Aquello lo dijo lenta y dubitativamente, con un gran suspiro.

—Te lo prometo.

—Aún no estás todo lo recuperado que debieras. El doctor dice que debe de haber alguna idea en tu mente a la que le das vueltas y que está retrasando tu recuperación. La señora Trevor y yo hemos estado hablando de ello. Hemos cambiado impresiones y creo que sabemos lo que te pasa. Pero, Frank, no debes palidecer ni sonrojarte de esa manera o tendré que irme.

—Me calmaré, te lo prometo. Continúa.

—Las dos pensamos que te hará bien si hablamos contigo con franqueza y queremos saber si estamos en lo cierto. La señora Trevor creyó que era mejor que yo hablara contigo.

—¿Y qué es lo que pensáis que me ocurre?

Hasta ahora, aunque ella se había mostrado muy emocionada, el tono de su voz había sido fuerte y claro, pero a esta última pregunta respondió más bajo y con mucha vacilación.

—Tú estás muy encariñado conmigo y temes que yo… temes que yo no te ame.

Aquí, un torrente de lágrimas interrumpió su voz y volvió la cabeza.

—Diana —dije—, querida Diana —y le abrí mis brazos.

El rubor se extendió por su rostro y cuello. Entonces, se volvió y apoyó su cabeza sobre mi hombro. Un débil brazo rodeó su cintura, mientras mi otra mano descansaba sobre su cabeza. No dije nada. No podía hablar, pero sentía los latidos de su corazón y pensé que, si moría, sería feliz para siempre, si es que existe la memoria en el Más Allá.

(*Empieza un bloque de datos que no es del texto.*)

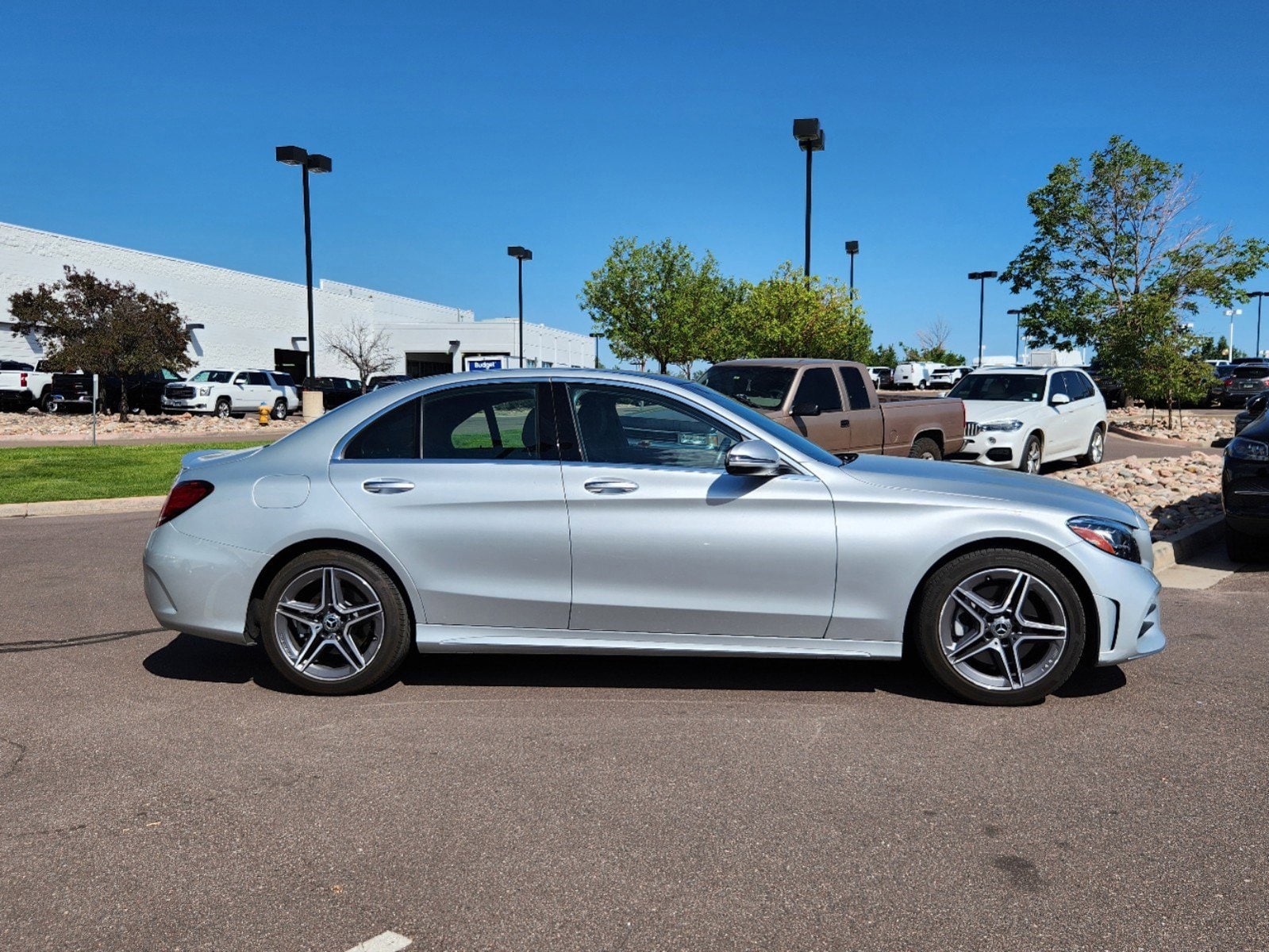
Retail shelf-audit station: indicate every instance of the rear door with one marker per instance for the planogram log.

Durante un largo, largo y maravilloso instante, ella se quedó así y poco a poco nuestros corazones cesaron de latir con tanta fuerza.

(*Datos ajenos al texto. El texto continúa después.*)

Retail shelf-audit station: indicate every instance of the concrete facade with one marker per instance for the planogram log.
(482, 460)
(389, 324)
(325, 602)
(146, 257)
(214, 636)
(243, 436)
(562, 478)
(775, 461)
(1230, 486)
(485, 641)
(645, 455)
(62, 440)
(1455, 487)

Esta fue nuestra declaración de amor. Ni palabras vacías ni promesas apasionadas; el silencio y la sensación de cariño entre nuestros corazones era más dulce de lo que pueden serlo las palabras.

Diana levantó la cabeza y me miró a los ojos sin miedo, pero con dulzura, y me preguntó.

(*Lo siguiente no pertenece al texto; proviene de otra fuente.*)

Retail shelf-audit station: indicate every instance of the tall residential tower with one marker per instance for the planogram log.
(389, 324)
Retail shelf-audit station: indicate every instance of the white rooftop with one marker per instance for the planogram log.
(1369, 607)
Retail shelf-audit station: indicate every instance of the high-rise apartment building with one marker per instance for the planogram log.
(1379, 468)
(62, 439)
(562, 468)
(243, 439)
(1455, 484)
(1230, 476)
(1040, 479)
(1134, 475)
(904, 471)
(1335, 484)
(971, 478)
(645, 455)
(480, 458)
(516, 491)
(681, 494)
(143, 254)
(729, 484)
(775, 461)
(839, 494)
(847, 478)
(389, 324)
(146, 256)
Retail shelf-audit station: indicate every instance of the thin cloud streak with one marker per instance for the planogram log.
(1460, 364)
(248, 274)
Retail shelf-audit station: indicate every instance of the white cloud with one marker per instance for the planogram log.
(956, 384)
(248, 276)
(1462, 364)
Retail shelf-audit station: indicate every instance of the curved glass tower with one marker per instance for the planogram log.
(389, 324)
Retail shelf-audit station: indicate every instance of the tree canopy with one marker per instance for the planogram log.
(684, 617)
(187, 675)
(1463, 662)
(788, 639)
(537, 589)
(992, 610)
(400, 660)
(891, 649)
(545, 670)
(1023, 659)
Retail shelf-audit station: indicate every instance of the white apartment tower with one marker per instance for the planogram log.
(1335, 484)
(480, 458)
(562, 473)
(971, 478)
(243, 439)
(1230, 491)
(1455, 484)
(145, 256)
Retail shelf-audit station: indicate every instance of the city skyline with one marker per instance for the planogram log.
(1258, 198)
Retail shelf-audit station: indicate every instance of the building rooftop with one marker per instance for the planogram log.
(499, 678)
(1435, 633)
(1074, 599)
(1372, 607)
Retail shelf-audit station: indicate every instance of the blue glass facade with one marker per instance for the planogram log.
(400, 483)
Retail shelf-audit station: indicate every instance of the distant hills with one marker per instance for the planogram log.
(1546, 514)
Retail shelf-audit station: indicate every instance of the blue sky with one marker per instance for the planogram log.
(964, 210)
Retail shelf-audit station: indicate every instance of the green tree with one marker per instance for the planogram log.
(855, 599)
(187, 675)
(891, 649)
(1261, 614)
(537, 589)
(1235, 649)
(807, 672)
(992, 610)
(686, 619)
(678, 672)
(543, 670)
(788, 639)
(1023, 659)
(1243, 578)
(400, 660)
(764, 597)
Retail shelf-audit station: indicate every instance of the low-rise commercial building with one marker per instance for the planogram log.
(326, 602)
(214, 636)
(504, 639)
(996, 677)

—Oh, Frank, ¿crees que hice bien al decírtelo? ¿No habría sido mejor si hubiera esperado?

Ella leyó mis deseos en mis ojos y recostó la cabeza sobre mí. La besé en la frente y recé con fervor:

—Gracias, Señor, todo ha sucedido como tenía que suceder. Que Dios bendiga a mi amada esposa por los siglos de los siglos.

—Amén —dijo una voz dulce y tierna.

Los dos levantamos la vista sin vergüenza, habíamos reconocido la voz de mi segunda madre. Su rostro, bañado en lágrimas de felicidad, se iluminó con un rayo de sol que acababa de penetrar por la ventana.